In WordPress: Plugins like ShortPixel, Smush, or EWWW Image Optimizer automatically convert uploaded images to WebP and serve them using the picture element or WebP redirection via .htaccess.
WebP Quality Settings Explained
WebP lossy quality works similarly to JPEG quality but with different characteristics:
| WebP Quality | Approximate JPEG Equivalent | Recommended For |
|---|---|---|
| 90–100 | JPEG 95–100 | Near-lossless archiving, print-quality web |
| 80–89 | JPEG 85–92 | High-quality website images (standard choice) |
| 65–79 | JPEG 75–85 | Thumbnails, grid previews, good visual quality |
| 50–64 | JPEG 60–75 | Acceptable for small previews, low quality |
| Below 50 | JPEG below 60 | Visible degradation, rarely recommended |
WebP Limitations
Despite its advantages, WebP has some genuine limitations:
- Encoding speed: WebP encoding (especially lossless mode) is slower than JPEG encoding. For applications that generate images on the fly (e.g., user-uploaded avatars), this can add latency unless WebP conversion is done asynchronously.
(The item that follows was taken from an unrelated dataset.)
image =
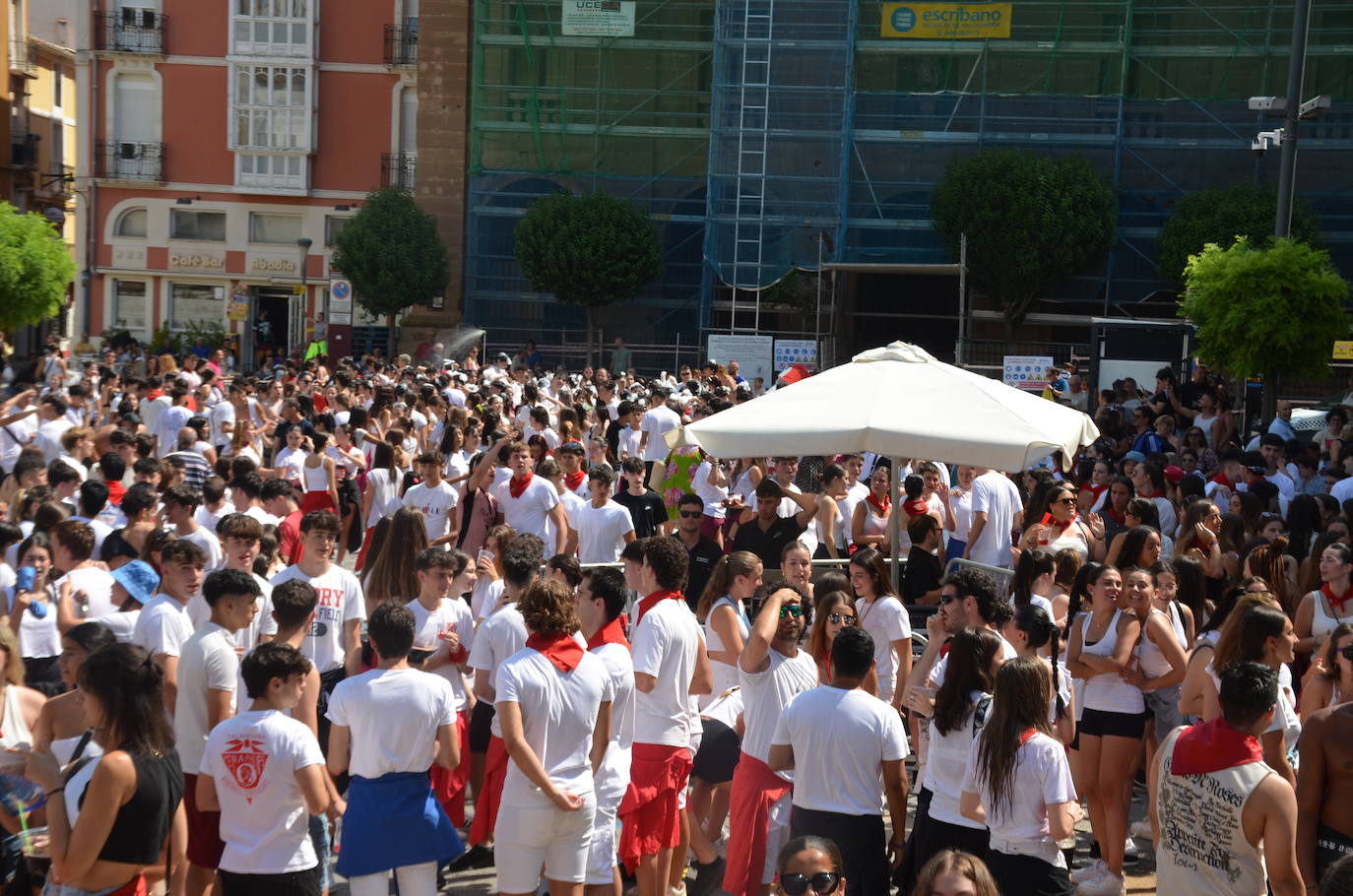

- Limited tool support: Some older image editors do not natively open WebP. Adobe Photoshop required a plugin until version 23.2 (2022). Most modern tools now include WebP support.
- Email client support: As covered in our email guide, WebP is not suitable for email.
- AVIF is the future: AVIF (based on the AV1 codec) achieves 20–50% better compression than WebP. As AVIF browser support matures (currently ~80% globally), it will likely replace WebP as the recommended format over the next few years.
Conclusion
WebP is the best available production-ready image format for websites today. With over 96% browser support, it offers meaningful file size reductions over JPEG and PNG with no perceptible quality loss at standard settings. If your website is still serving JPEG and PNG images without a WebP conversion strategy, implementing one is one of the highest-return performance improvements available to you right now.